6. Your reader is impatient. Most readers will stop reading somewhere before the end of your piece. They might even stop in the middle of the first paragraph. Therefore you don’t get to set the scene with several paragraphs before you tell the reader why they need to know this stuff. But you want to write in a logical order, so this can be frustrating. I often write my piece the way I want to, then go back and look hard at it to see if I can move something more gripping to the beginning that will keep the reader’s attention for the back story.
7. Use transitions. They help the reader connect one thought to the next in the building of a story. Without transitions, you are giving the reader a bunch of blocks without telling her how they go together. She will not take the time for assembly.

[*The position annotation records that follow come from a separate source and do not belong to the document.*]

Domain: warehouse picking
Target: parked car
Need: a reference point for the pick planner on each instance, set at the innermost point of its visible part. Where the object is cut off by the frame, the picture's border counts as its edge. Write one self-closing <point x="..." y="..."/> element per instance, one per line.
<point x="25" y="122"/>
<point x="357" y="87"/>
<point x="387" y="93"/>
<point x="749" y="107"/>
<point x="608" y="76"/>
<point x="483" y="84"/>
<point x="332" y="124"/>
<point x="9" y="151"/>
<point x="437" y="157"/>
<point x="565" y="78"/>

8. Tell a story. Our brains are wired for stories. If we cannot make a story of a set of facts, we will not remember them. The aborigines remember their paths through the landscape with songs. You don’t have to be able to sing your work, but you should be able to make it a story.
9. Write the title and abstract first. Both may change, but a summary of the story can keep you focused. If you are not ready to write the abstract, you are not ready to write the paper. You may not even be ready to do the research.
10. Look back at your piece as you write it. Does it make sense? Are there whole paragraphs that can be moved or dumped? Is every sentence as clear as it might be?
11. Pay attention to work you read. How does this writer connect one idea to the next? What kinds of transitions does he use? How does she deal with the problem of when to give background information? If you want to study some really great scientific writing, pick up anything by Richard Dawkins.
12. Listen to scientific writing. This can help you understand how structure works to tell a story.
Have fun! Clear writing is hard to do.